Permutation
Permutation - How it Works - Video
Why it Works
Why it Works:
Let's say we have a 4 digit PIN. How many options do we have for that PIN? Well, we could use the same number over and over, but that it isn't too smart. That would be with replacement. Since they are happening simultaneously, we multiply to get 10 * 10 * 10 * 10 = 10,000 outcomes.
Or we could use different numbers each time, which would be without replacement which is how most things work. Since they are happening simultaneously, we multiply to get 10 * 9 * 7 * 6 = 5,040 outcomes.
Now we get rewrite this using factorials. Remember, 10! is 10 * 9 * 7 *6 * 5 * 4 * 3 * 2 * 1. Our outcomes looks really similar to 10! except we don't have 6! So if divide 10! by 6!, we get our outcomes for the PIN without replacement. Now way we can write 6! is (10 - 4)! The 10 from the number of objects and the 4 from the number of positions.
So our formula is n! / (n - r)! where is n is the number of objects and r is the number of positions.

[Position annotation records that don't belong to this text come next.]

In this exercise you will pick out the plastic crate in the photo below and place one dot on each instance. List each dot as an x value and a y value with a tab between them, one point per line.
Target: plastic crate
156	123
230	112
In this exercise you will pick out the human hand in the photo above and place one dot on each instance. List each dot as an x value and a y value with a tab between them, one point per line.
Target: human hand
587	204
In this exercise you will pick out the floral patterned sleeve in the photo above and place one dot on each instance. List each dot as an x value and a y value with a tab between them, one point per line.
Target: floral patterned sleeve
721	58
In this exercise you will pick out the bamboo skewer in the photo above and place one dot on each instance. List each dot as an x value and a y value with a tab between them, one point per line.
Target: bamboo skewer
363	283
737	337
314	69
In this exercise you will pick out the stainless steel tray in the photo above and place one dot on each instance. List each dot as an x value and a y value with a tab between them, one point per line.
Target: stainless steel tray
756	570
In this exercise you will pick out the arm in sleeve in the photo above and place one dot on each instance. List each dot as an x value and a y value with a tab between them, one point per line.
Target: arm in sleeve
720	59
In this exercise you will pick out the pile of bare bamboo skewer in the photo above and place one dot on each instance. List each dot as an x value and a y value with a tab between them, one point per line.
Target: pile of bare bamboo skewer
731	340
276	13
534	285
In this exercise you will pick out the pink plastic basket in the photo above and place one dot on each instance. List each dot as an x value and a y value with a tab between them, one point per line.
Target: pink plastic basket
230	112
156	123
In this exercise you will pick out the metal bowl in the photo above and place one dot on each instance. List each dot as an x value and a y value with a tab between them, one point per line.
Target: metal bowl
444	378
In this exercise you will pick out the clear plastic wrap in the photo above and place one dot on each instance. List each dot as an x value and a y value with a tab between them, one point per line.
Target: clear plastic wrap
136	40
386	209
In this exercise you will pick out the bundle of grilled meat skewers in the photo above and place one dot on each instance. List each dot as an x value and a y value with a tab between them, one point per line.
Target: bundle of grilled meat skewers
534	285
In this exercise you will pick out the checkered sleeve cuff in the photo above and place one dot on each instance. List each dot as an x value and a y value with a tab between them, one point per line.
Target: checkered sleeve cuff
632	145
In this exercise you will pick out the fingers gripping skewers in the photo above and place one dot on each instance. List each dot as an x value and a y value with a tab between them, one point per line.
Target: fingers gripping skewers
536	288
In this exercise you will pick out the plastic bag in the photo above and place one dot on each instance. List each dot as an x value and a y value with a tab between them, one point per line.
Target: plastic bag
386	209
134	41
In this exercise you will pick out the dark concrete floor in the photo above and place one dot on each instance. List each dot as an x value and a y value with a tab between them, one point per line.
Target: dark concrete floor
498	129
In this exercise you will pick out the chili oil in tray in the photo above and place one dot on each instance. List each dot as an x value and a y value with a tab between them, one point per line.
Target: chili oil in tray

You might see that written as n P r or P (n, r), where is P is permutations.
Definition & Theorem
Definition & Theorem:
For permutations, we have a number of total elements or n be put in an arrangement with r elements without repetition.
To find the number of outcomes, we can use the theorem and multiply by the total elements or n and decrease by 1 until the desire amount of r elements.
And our formula is n! / (n - r)! where is n is the number of objects and r is the number of positions.
Example 1
Example 1:
Here we have P (6, 3). So we have 6 objects and 3 positions.
In keeping with the same PIN example we would have 6 options for the first number, 5 options for the second number, and 4 options for the third number. Since it happens simultaneously we multiply the numbers together. Our outcome is 120 different possibilities.
Or we could use the formula and we get 6! / ( 6 -3 )! ==> 6! / 3! = 6 * 5 * 4 = 120.
Example 2
Example 2:
Here we have P (2, 2). So we have 2 objects and 2 positions.
In keeping with the same PIN example we would have 2 options for the first number and 1 option for the second number. Since it happens simultaneously we multiply the numbers together. Our outcome is 2 different possibilities.
Or we could use the formula and we get 2! / ( 2 -2 )! ==> 2! / 0! = 2 * 1 = 2.